Hotter Planet Doesn't Have to Be Hungry

I'm live at Bloomberg. The usual bailiwick about weather, crop yields and food prices.

My suggested title was: "On the Precipice of a Warming World: Will We Feed Everyone?"

It's interesting how a title can change the tone from one that leans dismal to one that seems optimistic.

Update

I basically gave three policy suggestions in my Bloomberg piece.  What else might I suggest?  Well, I find myself in the blurry area of my career that lies between focusing on positive "what is" kinds of questions and normative "what should we do" kinds of questions.  I'm still much more comfortable entertaining questions of the "what is" variety, so policy ideas come slowly.

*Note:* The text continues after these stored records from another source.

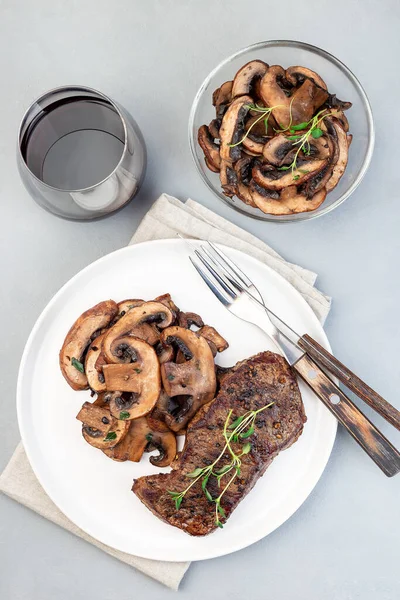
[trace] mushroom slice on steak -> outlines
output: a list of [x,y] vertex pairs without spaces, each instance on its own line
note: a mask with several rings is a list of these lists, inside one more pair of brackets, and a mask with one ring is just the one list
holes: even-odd
[[207,125],[202,125],[199,128],[197,139],[201,149],[204,152],[204,156],[207,160],[207,164],[211,164],[213,167],[219,170],[221,165],[221,157],[219,155],[219,146],[214,143],[213,138],[210,135],[210,131]]
[[264,138],[249,133],[247,137],[243,139],[242,146],[254,156],[261,156],[266,141],[267,140]]
[[327,90],[327,85],[325,81],[311,69],[307,69],[306,67],[289,67],[286,69],[286,79],[290,81],[290,83],[294,86],[298,86],[304,83],[305,79],[311,79],[316,85]]
[[252,177],[251,168],[253,164],[254,159],[251,157],[241,158],[237,161],[237,163],[235,163],[235,171],[237,174],[236,195],[238,198],[240,198],[240,200],[243,200],[245,204],[257,208],[257,205],[254,204],[249,188]]
[[[157,354],[143,340],[132,338],[134,363],[103,367],[107,391],[121,392],[110,400],[110,412],[117,419],[137,419],[155,406],[161,390],[160,365]],[[128,392],[124,395],[123,392]]]
[[103,369],[98,363],[101,355],[101,344],[104,333],[99,335],[89,346],[85,358],[85,373],[91,390],[95,392],[105,392],[106,384],[104,381]]
[[83,423],[82,435],[95,448],[111,448],[127,434],[129,423],[119,421],[110,415],[108,407],[96,406],[85,402],[76,415]]
[[197,332],[183,327],[169,327],[161,335],[164,345],[176,345],[186,362],[167,362],[161,365],[161,377],[166,394],[184,396],[184,402],[166,415],[166,423],[173,431],[183,429],[203,404],[215,395],[216,376],[214,358],[207,341]]
[[213,93],[212,100],[218,120],[222,119],[232,100],[232,85],[233,81],[225,81],[225,83]]
[[223,338],[214,327],[211,327],[211,325],[204,325],[204,327],[199,329],[198,333],[209,343],[213,356],[215,356],[217,352],[223,352],[229,348],[226,339]]
[[326,160],[298,161],[298,166],[292,171],[280,171],[270,165],[256,164],[253,167],[253,179],[258,185],[270,190],[282,190],[290,185],[301,185],[324,168]]
[[162,294],[161,296],[157,296],[157,298],[154,298],[153,302],[161,302],[161,304],[164,304],[164,306],[169,308],[172,314],[174,315],[174,319],[176,319],[176,317],[178,316],[179,308],[172,300],[171,294]]
[[118,313],[114,300],[106,300],[85,311],[72,325],[60,350],[61,372],[74,390],[84,390],[88,380],[84,372],[84,353],[96,333],[107,327]]
[[232,198],[236,194],[237,174],[231,163],[227,160],[221,161],[221,170],[219,172],[222,192],[225,196]]
[[329,94],[325,104],[328,108],[337,108],[338,110],[349,110],[353,106],[351,102],[339,100],[336,94]]
[[[250,96],[240,96],[226,111],[219,130],[221,140],[220,155],[222,161],[235,162],[241,157],[240,145],[244,135],[244,120],[253,100]],[[233,146],[232,146],[233,145]]]
[[157,323],[157,327],[163,329],[168,327],[174,321],[174,314],[171,309],[161,302],[145,302],[141,306],[132,308],[111,329],[106,332],[103,339],[102,352],[109,363],[118,363],[121,357],[114,354],[115,340],[126,335],[135,336],[144,339],[149,344],[158,342],[158,333],[152,323]]
[[260,79],[268,71],[268,65],[262,60],[252,60],[244,65],[235,75],[232,86],[232,98],[252,93],[256,79]]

With that caveat in mind, here are four (or three and one-half) policy ideas that I didn't mention in the Bloomberg piece.

1) End ethanol subsidies and mandates.  There has been some talk of ending the subsidy, but I think that would be meaningless from a food price perspective unless the mandates were also ended.  I'm not at all confident about the political feasibility of such a plan.

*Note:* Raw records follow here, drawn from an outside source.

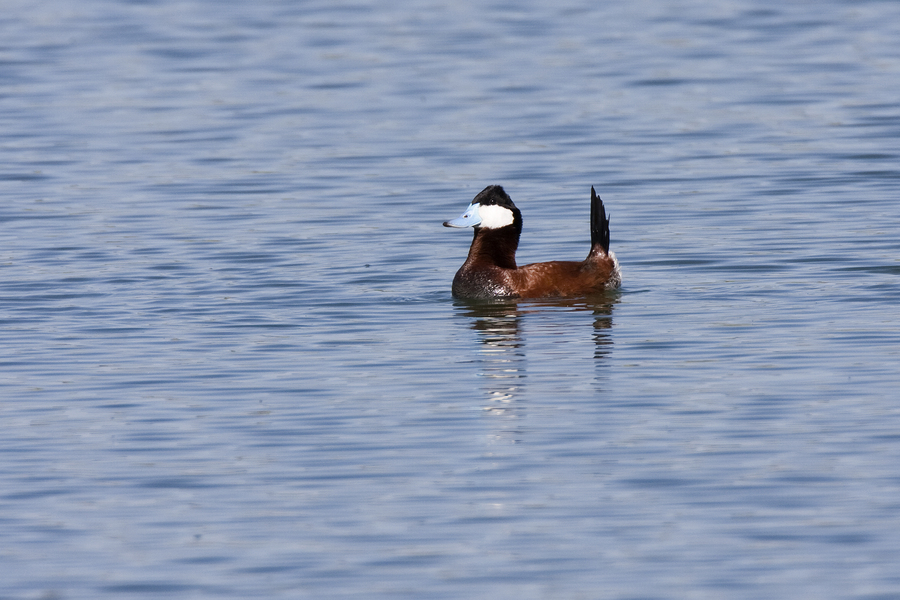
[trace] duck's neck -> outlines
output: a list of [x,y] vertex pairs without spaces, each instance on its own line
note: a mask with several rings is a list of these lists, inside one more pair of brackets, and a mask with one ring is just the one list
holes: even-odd
[[520,233],[521,229],[515,225],[500,229],[476,227],[466,264],[489,264],[504,269],[515,269]]

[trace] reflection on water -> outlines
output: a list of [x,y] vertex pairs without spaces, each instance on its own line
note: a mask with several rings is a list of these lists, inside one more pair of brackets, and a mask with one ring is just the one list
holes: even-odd
[[612,311],[613,306],[618,302],[619,295],[607,299],[605,302],[596,302],[591,306],[594,313],[594,358],[601,359],[612,354],[612,337],[610,329],[612,329]]
[[[526,385],[529,316],[552,312],[592,313],[590,336],[593,340],[593,358],[595,364],[600,366],[602,359],[612,352],[610,329],[613,306],[618,300],[618,293],[592,298],[540,301],[457,300],[455,306],[458,313],[471,320],[471,328],[477,333],[477,340],[480,342],[476,356],[479,374],[485,381],[484,410],[509,419],[522,416],[524,407],[517,400]],[[551,321],[551,327],[571,326],[572,321],[569,319]],[[566,333],[572,335],[571,331]],[[588,335],[586,330],[585,335]],[[575,337],[579,337],[577,332]],[[510,433],[513,432],[507,432]]]
[[525,385],[525,344],[522,340],[523,314],[515,302],[457,303],[460,312],[472,319],[481,346],[479,374],[484,377],[487,404],[496,415],[515,416],[515,399]]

2) If ethanol subsidies/mandates cannot be ended completely, perhaps Congress could make mandates and subsidies contingent on price.  The idea is to have a safety valve of sorts, so that if prices hit some announced threshold the mandate and subsidies would be curtailed.

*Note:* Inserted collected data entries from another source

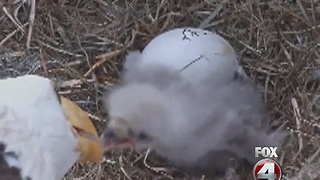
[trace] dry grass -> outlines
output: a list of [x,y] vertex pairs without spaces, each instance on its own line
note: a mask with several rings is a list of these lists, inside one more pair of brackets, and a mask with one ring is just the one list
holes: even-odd
[[[271,123],[291,131],[278,159],[285,179],[319,179],[320,92],[307,81],[320,62],[320,2],[227,0],[217,12],[218,2],[38,0],[27,50],[30,6],[18,12],[19,28],[9,18],[17,6],[1,1],[0,76],[37,73],[56,79],[60,93],[90,112],[101,133],[106,117],[101,94],[116,83],[126,50],[142,49],[173,27],[201,24],[229,40],[247,74],[264,88]],[[210,14],[213,19],[206,21]],[[148,161],[161,163],[155,157]],[[244,175],[252,178],[251,171]],[[131,151],[107,154],[101,164],[77,164],[66,176],[161,178],[166,177],[143,165],[143,154]]]

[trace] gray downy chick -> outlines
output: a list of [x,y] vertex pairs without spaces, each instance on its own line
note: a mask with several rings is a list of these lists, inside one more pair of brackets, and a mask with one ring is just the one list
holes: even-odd
[[135,55],[105,98],[107,147],[150,147],[178,168],[213,175],[230,164],[254,165],[255,146],[282,145],[287,132],[269,133],[266,105],[250,79],[235,72],[224,82],[208,75],[190,84],[168,67],[139,67]]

3) Develop international agreements that would ensure reasonably low food prices for the world's poorest in exchange for keeping trade open.  The idea here would be to reduce the likelihood of export bans and reduce inventories held in speculation of possible future export bans.

4) Similar to point 2, we could make the Conservation Reserve Program (CRP) contingent on price.  The CRP, which I've written about before, basically pays farmers not to plant crops and establish natural wildlife habitat, buffer strips, etc.  We have about 30 million acres in the program right now--nearly the size of North Carolina.  CRP contracts could be written with an escape clause that allows farmers to exit the contracts early if prices get high enough.  This would probably make CRP cheaper in the first place, since farmers would be more willing to enroll, and would help to relieve prices when they get too high.